Julie and Sabrina Nangala Robertson are sisters, living and
working in the remote Warlpiri community of Yuendumu in
the Central Australian Desert, northwest of Alice Springs.
They are amongst the most exciting artists of the current
generation of female Aboriginal painters.


Their work draws on the rich traditions of Warlpiri art, but
achieves a distinct and original idiom: clear, intricate, often
monochromatic.


The sisters share a rich artistic heritage as the daughters of the
renowned painter, Dorothy Napangardi (c.1953 - 2013), one
of the pioneering figures of the Aboriginal women’s painting
movement.


It was from sitting alongside their mother as she worked, that
they learnt both their cultural traditions and how to paint. And
this sense of continuity and family connection is enormously
important to their practice. Julie has described their pride in
following in their mother’s ‘footprints’.


But, while their own work shares in some ways the daring
innovations of Dorothy Napandardi’s highly distinctive
practice, Julie and Sabrina have forged their own, no less
distinctive and original, visual language.

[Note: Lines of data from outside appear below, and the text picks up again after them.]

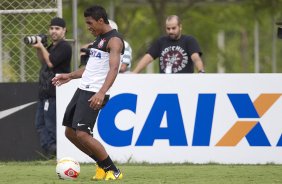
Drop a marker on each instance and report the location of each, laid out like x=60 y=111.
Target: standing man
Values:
x=93 y=92
x=55 y=59
x=177 y=53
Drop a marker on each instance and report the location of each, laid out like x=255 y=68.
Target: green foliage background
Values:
x=141 y=22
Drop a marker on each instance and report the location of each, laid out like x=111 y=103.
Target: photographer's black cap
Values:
x=57 y=21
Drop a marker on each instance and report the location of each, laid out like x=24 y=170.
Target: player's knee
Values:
x=81 y=136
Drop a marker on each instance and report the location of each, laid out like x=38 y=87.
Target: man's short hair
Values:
x=96 y=12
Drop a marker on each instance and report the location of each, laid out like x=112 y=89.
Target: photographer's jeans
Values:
x=45 y=124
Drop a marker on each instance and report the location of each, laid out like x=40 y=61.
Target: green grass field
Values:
x=43 y=172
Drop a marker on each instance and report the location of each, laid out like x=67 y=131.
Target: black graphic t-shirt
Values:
x=175 y=54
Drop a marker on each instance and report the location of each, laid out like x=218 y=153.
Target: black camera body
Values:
x=30 y=40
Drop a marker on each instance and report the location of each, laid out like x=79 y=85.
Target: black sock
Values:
x=108 y=164
x=95 y=159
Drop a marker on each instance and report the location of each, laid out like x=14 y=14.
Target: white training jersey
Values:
x=98 y=65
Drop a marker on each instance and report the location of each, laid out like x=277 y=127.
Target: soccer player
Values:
x=93 y=92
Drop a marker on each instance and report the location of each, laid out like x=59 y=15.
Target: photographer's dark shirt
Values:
x=60 y=57
x=175 y=52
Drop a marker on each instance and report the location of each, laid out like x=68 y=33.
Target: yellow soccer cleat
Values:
x=100 y=174
x=111 y=175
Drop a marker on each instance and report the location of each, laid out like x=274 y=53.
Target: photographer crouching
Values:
x=56 y=58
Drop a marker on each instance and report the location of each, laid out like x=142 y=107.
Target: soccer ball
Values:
x=67 y=168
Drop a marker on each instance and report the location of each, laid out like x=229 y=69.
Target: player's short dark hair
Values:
x=174 y=17
x=96 y=12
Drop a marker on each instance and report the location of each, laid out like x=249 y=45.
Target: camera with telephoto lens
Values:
x=30 y=40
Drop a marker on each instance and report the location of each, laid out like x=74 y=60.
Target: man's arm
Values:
x=66 y=77
x=123 y=68
x=146 y=59
x=198 y=62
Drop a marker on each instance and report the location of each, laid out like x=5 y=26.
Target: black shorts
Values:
x=79 y=115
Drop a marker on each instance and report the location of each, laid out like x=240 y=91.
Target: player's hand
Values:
x=61 y=79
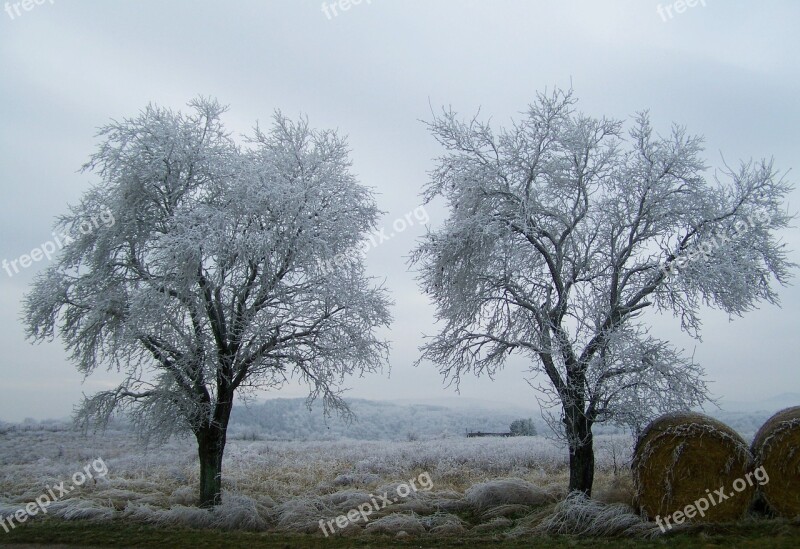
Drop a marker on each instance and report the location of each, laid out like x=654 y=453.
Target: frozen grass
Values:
x=479 y=483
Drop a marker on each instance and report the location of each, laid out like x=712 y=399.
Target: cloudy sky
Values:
x=728 y=70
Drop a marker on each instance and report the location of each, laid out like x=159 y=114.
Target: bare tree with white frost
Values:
x=211 y=282
x=563 y=231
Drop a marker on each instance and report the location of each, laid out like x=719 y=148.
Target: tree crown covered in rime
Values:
x=212 y=278
x=564 y=229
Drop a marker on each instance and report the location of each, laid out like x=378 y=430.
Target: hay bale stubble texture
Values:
x=776 y=447
x=682 y=457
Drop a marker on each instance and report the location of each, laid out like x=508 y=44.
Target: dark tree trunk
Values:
x=211 y=447
x=581 y=451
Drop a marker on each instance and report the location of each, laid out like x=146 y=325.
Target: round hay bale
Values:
x=776 y=448
x=684 y=457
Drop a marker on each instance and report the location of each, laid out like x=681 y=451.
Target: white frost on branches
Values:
x=210 y=281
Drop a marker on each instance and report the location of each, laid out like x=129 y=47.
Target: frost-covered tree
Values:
x=563 y=231
x=522 y=428
x=214 y=279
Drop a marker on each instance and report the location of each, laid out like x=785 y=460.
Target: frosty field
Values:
x=507 y=490
x=291 y=486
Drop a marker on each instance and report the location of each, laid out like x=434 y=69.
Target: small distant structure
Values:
x=471 y=434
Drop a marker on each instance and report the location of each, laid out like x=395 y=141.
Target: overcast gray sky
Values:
x=728 y=70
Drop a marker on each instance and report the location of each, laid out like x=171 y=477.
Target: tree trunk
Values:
x=210 y=447
x=581 y=451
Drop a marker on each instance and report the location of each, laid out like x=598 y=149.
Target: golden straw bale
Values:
x=683 y=457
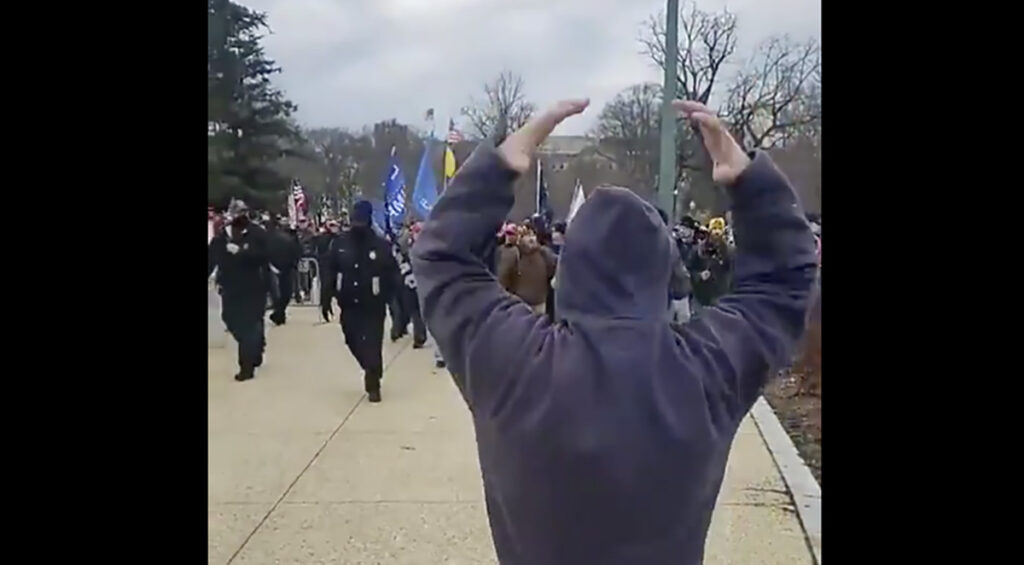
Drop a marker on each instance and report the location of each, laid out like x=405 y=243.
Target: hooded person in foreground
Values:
x=604 y=438
x=360 y=272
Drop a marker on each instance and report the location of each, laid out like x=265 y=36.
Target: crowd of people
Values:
x=282 y=262
x=606 y=363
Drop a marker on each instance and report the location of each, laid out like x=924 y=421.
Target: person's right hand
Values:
x=518 y=148
x=728 y=157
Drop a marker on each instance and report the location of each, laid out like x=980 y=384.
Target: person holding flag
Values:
x=360 y=273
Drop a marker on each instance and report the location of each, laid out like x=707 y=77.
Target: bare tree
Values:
x=341 y=155
x=503 y=109
x=777 y=94
x=707 y=40
x=629 y=127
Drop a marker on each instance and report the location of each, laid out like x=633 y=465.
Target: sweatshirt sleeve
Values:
x=752 y=332
x=483 y=333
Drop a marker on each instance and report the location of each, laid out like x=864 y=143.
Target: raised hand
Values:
x=518 y=148
x=728 y=157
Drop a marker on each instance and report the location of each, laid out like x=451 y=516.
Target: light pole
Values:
x=667 y=159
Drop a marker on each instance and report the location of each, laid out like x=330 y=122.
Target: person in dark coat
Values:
x=604 y=438
x=239 y=254
x=360 y=272
x=284 y=251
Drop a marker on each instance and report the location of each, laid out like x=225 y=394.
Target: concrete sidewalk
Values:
x=303 y=471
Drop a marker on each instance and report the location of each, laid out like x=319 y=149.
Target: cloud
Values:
x=352 y=62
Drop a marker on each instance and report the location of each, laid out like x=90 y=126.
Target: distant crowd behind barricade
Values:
x=706 y=246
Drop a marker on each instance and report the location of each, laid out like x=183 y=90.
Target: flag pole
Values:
x=538 y=185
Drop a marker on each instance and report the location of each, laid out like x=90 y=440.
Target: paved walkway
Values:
x=302 y=470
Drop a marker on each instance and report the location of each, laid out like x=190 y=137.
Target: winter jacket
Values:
x=603 y=438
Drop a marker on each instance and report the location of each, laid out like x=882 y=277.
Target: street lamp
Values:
x=667 y=158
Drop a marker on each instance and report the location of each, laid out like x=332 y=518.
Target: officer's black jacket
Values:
x=243 y=274
x=366 y=265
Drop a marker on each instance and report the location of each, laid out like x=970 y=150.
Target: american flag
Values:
x=455 y=135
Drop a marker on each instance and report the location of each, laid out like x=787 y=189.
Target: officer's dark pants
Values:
x=284 y=295
x=364 y=330
x=411 y=309
x=244 y=318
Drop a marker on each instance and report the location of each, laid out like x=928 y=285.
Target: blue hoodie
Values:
x=603 y=438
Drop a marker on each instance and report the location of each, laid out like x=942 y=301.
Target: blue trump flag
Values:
x=425 y=192
x=394 y=191
x=379 y=219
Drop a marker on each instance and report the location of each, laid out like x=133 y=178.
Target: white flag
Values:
x=578 y=199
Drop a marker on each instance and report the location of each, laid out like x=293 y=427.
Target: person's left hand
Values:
x=518 y=148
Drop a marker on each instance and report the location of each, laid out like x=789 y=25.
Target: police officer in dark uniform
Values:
x=284 y=251
x=239 y=254
x=361 y=274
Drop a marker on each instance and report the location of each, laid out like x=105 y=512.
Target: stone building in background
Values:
x=566 y=158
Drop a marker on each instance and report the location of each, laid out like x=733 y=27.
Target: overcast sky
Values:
x=352 y=62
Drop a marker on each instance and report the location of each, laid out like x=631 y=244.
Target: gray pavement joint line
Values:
x=803 y=489
x=308 y=464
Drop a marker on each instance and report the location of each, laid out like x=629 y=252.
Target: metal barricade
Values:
x=308 y=281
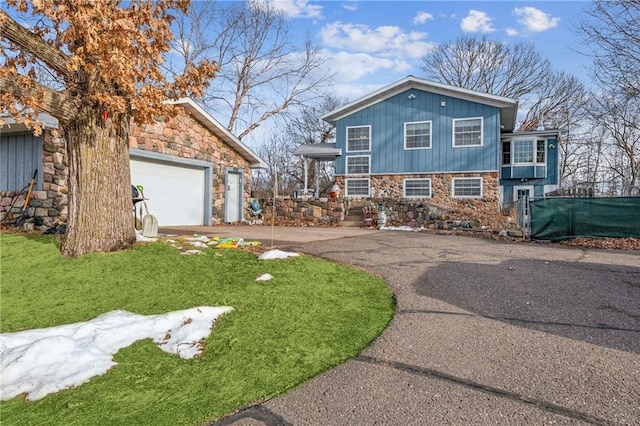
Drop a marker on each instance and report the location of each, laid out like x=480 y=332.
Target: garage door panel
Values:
x=175 y=193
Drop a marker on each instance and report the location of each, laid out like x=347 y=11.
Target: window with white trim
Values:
x=359 y=138
x=417 y=188
x=524 y=151
x=358 y=164
x=467 y=132
x=467 y=187
x=356 y=187
x=417 y=135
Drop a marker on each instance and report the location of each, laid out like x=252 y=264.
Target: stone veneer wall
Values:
x=185 y=137
x=180 y=136
x=439 y=211
x=442 y=206
x=50 y=203
x=304 y=211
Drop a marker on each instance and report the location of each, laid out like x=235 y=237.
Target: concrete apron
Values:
x=279 y=235
x=440 y=364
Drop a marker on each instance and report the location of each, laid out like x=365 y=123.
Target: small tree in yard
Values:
x=94 y=65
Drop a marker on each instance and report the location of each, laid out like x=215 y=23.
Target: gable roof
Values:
x=188 y=104
x=197 y=112
x=508 y=107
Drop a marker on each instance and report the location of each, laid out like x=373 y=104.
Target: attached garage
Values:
x=177 y=189
x=193 y=170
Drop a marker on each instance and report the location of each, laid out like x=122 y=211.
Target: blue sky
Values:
x=374 y=43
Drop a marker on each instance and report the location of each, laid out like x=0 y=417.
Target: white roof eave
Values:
x=219 y=130
x=508 y=107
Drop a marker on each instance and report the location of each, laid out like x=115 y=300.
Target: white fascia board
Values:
x=411 y=82
x=219 y=130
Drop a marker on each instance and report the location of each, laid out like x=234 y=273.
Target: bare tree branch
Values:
x=33 y=44
x=51 y=101
x=488 y=66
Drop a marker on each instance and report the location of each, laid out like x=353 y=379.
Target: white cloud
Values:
x=534 y=19
x=422 y=17
x=351 y=7
x=354 y=66
x=391 y=40
x=298 y=8
x=511 y=32
x=476 y=21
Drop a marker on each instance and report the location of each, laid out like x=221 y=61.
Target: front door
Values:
x=521 y=196
x=233 y=197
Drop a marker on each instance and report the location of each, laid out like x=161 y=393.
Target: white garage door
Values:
x=175 y=193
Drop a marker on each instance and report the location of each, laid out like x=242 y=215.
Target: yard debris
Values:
x=400 y=228
x=276 y=254
x=194 y=251
x=264 y=277
x=142 y=238
x=203 y=242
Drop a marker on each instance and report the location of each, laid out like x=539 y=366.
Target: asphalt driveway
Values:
x=485 y=332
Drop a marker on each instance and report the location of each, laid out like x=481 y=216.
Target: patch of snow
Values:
x=43 y=361
x=276 y=254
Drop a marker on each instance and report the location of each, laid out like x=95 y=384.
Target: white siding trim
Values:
x=347 y=138
x=430 y=134
x=453 y=132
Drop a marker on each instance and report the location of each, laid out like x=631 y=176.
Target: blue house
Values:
x=416 y=139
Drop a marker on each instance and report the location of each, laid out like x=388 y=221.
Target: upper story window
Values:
x=467 y=132
x=359 y=138
x=524 y=151
x=417 y=135
x=358 y=164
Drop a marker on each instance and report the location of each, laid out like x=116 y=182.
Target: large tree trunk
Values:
x=100 y=205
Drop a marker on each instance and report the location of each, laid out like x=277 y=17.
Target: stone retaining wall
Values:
x=305 y=211
x=439 y=211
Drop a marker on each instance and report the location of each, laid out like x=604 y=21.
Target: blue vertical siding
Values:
x=20 y=155
x=387 y=120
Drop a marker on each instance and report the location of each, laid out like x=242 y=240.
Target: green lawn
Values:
x=312 y=316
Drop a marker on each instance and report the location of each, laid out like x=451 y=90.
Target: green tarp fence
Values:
x=564 y=218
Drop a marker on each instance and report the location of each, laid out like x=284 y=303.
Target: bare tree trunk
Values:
x=100 y=205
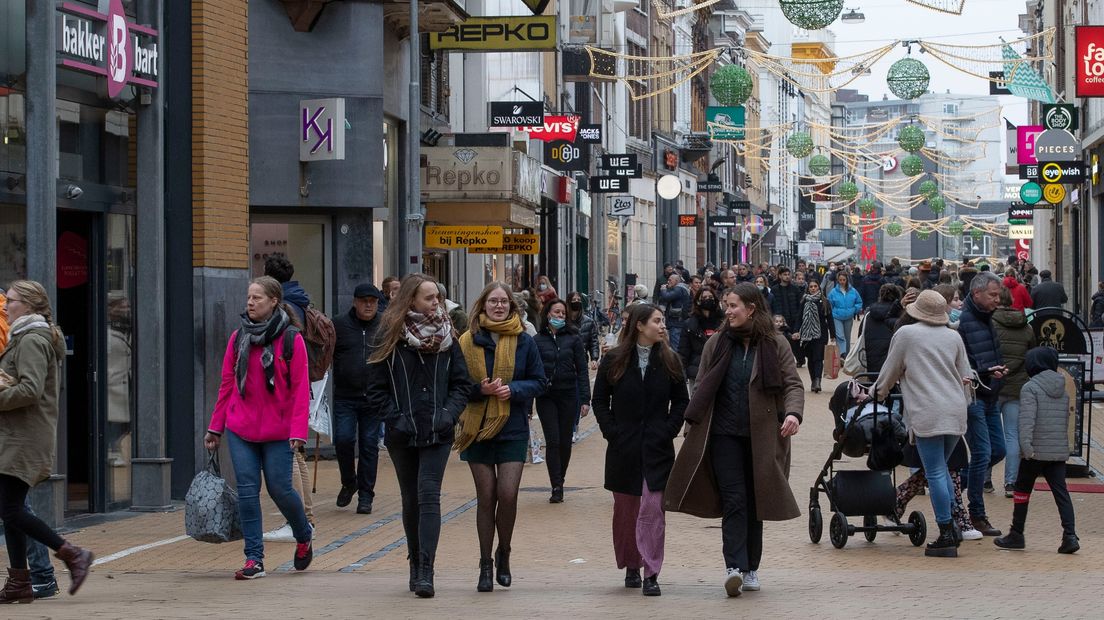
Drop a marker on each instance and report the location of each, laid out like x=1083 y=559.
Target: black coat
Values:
x=351 y=350
x=421 y=395
x=639 y=419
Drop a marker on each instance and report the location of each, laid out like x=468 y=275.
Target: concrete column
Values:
x=150 y=481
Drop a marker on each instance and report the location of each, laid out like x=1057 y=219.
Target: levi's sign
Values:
x=498 y=34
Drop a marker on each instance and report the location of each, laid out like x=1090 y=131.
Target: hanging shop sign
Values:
x=108 y=45
x=516 y=114
x=459 y=237
x=498 y=34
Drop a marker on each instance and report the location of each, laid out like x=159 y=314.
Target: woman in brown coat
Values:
x=735 y=460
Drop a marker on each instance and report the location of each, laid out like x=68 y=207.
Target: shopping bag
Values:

The finely dotted skeins and grids of their art create shimming
pattens of light. And these intricate webs record the sisters’
familial lands and its origin-stories. Sabrina most often paints
her father’s country: the Ngapa Jukurrpa (Water Dreaming) at

the rocky outcrop of Pirlinyarnu, west f Yuendumu, a place
associated with rain and lightning narratives. Julie’s work
tends to focus on her mother’s birth site of Mina Mina – near
the salt-lake vastness of Lake Mckay, on the borders of
Western Australia. It is a profoundly important women’s site
where ancestral women transformed the landscape and danced
the world into being.


In 2023 Julie’s picture Mina Mina won the General Painting
prize at the Telstra National Aboriginal and Torres Strait
Islander Art Awards, in Darwin.


Footprints is their first exhibition outside Australia. Sabrina
Nangala Robertson will be present for the exhibition closing event.